Consequently, it’s no wonder that entrepreneurs around the nation are wondering how, exactly, they are expected to compete not just against each other, but also against large businesses.
The first thing companies should do, even before startup, is to find a specific niche.
Creating a Specific Niche
Pius Boachie with Entrepreneur states, “I am talking hyper-focused, zeroed down to the barest minimum then expand from there as they grow.”
Doing so will permit quick sales to a very particular audience.
Next is proper marketing.
Use social media to your advantage and have a clear, easy-to-navigate website. Team up with local companies to support each other’s services. Leroy Bautista, the founder of Nic & Luc, used such a tactic; it resulted in burgeoning sales and dynamite branding.

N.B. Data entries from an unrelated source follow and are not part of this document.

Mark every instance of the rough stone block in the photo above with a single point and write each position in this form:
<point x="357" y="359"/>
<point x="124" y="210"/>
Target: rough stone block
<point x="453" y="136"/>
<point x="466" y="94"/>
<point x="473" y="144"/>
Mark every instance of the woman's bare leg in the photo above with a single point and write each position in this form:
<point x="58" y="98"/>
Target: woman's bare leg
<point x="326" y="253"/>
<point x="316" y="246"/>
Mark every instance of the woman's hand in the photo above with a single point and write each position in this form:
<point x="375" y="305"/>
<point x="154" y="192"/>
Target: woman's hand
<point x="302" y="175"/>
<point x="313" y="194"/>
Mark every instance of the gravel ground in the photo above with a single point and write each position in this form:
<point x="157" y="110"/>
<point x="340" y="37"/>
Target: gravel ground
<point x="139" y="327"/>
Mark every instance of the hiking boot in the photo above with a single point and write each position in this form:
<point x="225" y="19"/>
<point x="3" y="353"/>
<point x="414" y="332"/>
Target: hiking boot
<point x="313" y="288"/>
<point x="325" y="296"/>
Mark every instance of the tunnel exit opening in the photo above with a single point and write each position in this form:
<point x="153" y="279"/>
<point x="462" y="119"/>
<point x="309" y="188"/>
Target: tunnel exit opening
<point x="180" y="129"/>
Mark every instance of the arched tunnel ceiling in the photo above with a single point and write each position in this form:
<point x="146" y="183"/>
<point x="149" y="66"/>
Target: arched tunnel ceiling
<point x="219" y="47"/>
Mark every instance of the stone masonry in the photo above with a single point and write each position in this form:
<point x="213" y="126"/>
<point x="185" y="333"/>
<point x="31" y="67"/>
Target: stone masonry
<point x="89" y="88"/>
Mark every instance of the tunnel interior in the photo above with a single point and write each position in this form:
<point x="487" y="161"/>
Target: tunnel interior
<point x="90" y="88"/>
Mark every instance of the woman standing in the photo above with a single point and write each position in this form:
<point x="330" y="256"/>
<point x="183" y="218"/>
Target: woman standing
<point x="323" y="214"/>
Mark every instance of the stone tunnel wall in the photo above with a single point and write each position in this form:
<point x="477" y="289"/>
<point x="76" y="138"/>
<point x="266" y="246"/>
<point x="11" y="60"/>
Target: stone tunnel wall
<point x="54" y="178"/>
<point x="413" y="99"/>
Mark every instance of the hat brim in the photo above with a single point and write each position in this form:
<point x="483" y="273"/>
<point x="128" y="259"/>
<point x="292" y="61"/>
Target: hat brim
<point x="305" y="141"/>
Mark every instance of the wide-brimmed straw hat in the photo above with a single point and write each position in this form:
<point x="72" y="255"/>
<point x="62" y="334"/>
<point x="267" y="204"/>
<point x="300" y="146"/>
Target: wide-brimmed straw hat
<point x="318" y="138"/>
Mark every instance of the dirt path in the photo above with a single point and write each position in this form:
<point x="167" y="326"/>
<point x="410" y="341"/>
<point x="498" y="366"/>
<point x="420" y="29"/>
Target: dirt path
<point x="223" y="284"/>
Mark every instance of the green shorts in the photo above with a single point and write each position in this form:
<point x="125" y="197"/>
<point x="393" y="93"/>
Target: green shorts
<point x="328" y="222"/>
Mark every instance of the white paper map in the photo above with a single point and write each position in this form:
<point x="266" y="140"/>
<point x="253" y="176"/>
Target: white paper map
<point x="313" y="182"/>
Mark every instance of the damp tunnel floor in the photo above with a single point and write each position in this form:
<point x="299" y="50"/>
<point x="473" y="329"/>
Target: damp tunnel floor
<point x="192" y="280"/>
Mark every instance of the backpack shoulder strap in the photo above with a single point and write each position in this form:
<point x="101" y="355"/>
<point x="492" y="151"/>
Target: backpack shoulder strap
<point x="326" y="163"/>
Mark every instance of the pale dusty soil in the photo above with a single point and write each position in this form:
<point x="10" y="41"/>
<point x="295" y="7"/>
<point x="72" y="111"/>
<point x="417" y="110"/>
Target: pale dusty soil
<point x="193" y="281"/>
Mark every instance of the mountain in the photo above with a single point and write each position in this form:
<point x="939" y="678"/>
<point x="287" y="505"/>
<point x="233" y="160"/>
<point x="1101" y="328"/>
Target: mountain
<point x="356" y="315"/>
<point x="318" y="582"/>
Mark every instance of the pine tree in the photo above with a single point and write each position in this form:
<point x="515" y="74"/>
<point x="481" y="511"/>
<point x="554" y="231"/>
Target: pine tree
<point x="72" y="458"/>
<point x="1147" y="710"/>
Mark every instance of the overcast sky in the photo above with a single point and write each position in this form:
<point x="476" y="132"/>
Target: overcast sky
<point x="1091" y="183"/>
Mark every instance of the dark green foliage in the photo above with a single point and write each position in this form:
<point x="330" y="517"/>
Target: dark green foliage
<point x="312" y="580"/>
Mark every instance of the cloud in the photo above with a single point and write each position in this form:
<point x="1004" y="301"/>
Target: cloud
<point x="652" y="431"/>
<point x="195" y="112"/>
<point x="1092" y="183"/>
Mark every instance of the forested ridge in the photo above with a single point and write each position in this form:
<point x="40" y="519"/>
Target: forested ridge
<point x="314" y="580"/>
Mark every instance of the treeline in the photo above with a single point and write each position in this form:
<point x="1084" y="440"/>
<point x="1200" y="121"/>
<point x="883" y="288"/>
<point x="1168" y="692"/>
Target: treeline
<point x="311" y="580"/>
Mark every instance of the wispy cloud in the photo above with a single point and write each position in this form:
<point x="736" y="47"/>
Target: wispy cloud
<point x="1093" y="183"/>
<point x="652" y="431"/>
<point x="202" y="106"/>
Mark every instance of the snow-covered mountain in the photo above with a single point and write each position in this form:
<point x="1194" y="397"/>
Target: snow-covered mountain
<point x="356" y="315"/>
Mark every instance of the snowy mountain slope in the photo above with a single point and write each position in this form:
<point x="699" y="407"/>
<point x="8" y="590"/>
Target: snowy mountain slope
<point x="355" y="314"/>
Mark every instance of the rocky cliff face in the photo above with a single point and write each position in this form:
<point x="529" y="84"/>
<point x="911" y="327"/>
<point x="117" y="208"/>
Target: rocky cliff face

Also, try to reach out to local media. Make your business unique; focus less on promoting sales and more on newsworthy actions.
Don’t forget your employees; they can be one of the best marketing tools in your arsenal. Shirts, vehicle magnets and the like are easy marketing measures that make employees feel valued at the same time.
Have you ever walked into a company and been greeted by name? Didn’t that make you feel appreciated?
“Our customers are the most important facet of the business,” states a member of Ambient Edge, a small company that offers HVAC services. “They come first in every way.”
Customers should be your number one priority. You’re a small business; nothing makes consumers feel more welcome than building a rapport.
This extends further than sales. Get involved in the community; send thank-you notes and reward loyal customers. Get out of your office and take the time to speak with customers and employees alike.
One of the greatest things about being a small business is that you don’t have layers of bureaucratic nonsense to work through. Unlike with large companies, that means you can backtrack or surge forward whenever it’s needed.
For customers and for entrepreneurs, reacting quickly can have startling effects on profit and branding.
Create them, solidify them and stick to them. That means your entire company culture should reflect company values, and that impacts your outward image.
Doing this in a positive manner makes you stick out and creates a bridge of trust to customers. It’s how Well+Good, a wellness platform media, managed to become popular among its many competitors.
Small and Mighty
Strength doesn’t lie in numbers. It lies in unique brands, happy customers, and companies whose strength resonates from within.
Large companies may appear to have it easy, but small companies have many advantages that make them truly mighty.